Nationwide, an average price for a typical two-car garage measuring 20 x 20 is around $23,500, which reflects a per square foot price of just under $60, with about 66% of that being materials.
From $12 to $50 per square foot
When considering the garage structure itself, unless working with the assembly of a metal barndominimum-style structure, the two options for the garage walls are timber frame and concrete blocks.
Timber frame is definitely the typical choice thanks to its light weight for delivery, eco-friendliness/sustainability, low cost, insulation properties, ease of use, and quick build time.
Concrete block, or CMU (Concrete Masonry Unit), structures are gaining popularity in certain geographies across the United States because of the advantages structures built with blocks possess. Those advantages include: being airtight, energy efficient, structurally sound, and not susceptible to termites or mold.
Once the concrete walls are up, you will still need to have the contractor install a timber frame for the purposes of running the electrical work and any plumbing through it, on top of which the drywall will be installed.
$1.75 to $10 per square foot
In order to maintain any energy efficiency garnered by your choice of materials for the walls, you will have to finish out the ceiling to help insulate the garage. If you only plan on parking the car in the garage and don’t plan on spending any time in there, or you live somewhere that has a perfect temperature year round, then this might not be a consideration for your project. For finishing out the ceiling, material options include cork, drywall, gypsum, plastic tile, or Styrofoam tiles.
$50 to $500
Not all garages have windows, but if you plan on spending time in the garage, it is nice to have natural light, and it makes for a more interesting exterior, to have windows instead of plain walls. Shutters can be added to accent these details even further. Most detached garages have at least one window, and a larger two-car garage with a workshop area or storage features could have as many as three windows. Windows for your garage are typical residential windows, and the traditional choices are steel, vinyl, and wood.
$100 to $2,500 for high-end security options
When it comes to doors, they can also be a design and safety feature for your garage. In a home where the garage is part of the house, the door between the garage and the home can be quite plain; but with a detached garage, depending on the budget and your priorities, it will generally be a door with a bit more flair to it.

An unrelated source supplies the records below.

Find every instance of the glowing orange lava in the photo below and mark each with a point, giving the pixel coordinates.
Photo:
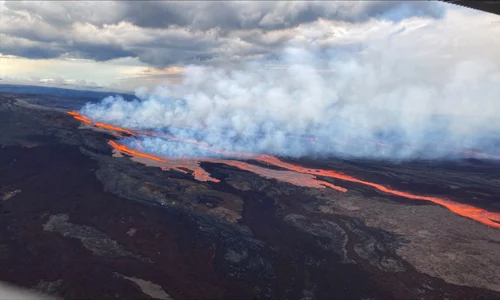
(488, 218)
(296, 174)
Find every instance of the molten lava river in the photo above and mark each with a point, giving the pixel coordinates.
(291, 173)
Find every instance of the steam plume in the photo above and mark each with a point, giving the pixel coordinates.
(397, 95)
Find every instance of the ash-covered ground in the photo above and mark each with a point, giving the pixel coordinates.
(78, 223)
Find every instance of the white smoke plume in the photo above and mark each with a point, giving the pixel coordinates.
(429, 88)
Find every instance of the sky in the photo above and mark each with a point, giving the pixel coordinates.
(126, 45)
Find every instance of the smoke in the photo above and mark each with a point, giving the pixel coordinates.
(414, 89)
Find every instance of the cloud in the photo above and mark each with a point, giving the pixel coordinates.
(165, 33)
(402, 85)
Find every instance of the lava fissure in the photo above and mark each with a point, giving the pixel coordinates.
(292, 173)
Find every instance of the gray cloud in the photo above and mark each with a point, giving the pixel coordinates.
(163, 33)
(404, 86)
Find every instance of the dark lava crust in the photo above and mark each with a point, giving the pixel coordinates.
(78, 223)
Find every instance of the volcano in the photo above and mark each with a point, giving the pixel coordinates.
(88, 212)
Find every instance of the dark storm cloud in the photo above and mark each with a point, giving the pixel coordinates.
(163, 33)
(268, 15)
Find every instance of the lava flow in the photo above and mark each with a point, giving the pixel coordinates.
(465, 210)
(294, 174)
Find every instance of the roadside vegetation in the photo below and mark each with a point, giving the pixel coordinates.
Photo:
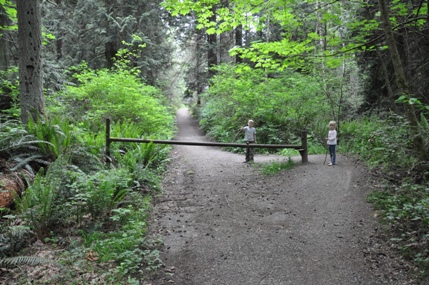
(383, 142)
(84, 218)
(88, 215)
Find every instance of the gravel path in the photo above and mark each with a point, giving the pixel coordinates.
(223, 222)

$500 to $2,800 for one-car garage door and $650 to $5,000 for a two-car door
The garage door will be the largest investment other than the structure itself. In keeping with that, you can choose from a broad range of design options and construction materials to make sure it complements your creative vision for your garage. Aluminum doors are the least expensive, but they are also more likely to exhibit dents and physical damage than the next cheapest option of a steel door. Fiberglass and wood doors generally offer a more diverse range of designs. Each material type for your door will also come with energy efficient ratings, making some more suitable for your area. The more secure you want the door to be to protect the contents of your garage, and the more insulated you want it to be, the closer you will get to the upper end of the price range.
$120 to $500
While the vast majority of garage doors are overhead doors, there are still some that swing open like traditional doors. It is important to get the right type if you are installing the opener yourself after the garage has been built.

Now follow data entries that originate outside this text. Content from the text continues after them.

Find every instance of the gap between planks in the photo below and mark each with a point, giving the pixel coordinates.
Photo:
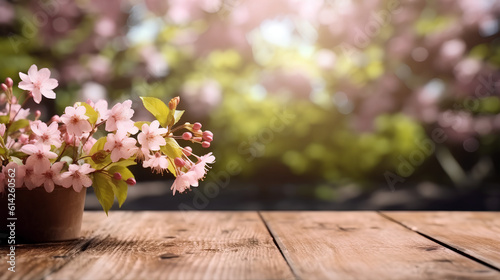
(449, 246)
(278, 245)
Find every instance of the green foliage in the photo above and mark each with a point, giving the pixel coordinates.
(89, 112)
(172, 150)
(103, 188)
(159, 110)
(15, 126)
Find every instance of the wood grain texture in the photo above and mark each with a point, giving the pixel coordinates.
(35, 261)
(474, 233)
(364, 245)
(176, 245)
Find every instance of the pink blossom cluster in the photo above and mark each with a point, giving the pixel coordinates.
(63, 151)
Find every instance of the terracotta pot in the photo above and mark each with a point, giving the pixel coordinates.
(43, 217)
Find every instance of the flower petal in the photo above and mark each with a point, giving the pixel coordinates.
(33, 73)
(48, 93)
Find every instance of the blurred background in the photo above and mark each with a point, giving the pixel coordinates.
(317, 104)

In order to do all you can to help narrow down the list of potential contractors, we suggest you look for contractors who have as many as possible of the following boxes checked:
In order to make a final decision on a contractor, put a list together of 3–5 contractors that are the closest match for your budget and timeframe. Solicit bids from them that include setup and cleanup costs and a reasonable timeframe for the project. Clarify anything that may not have been clear on a bid, and you will be ready to make your final decision.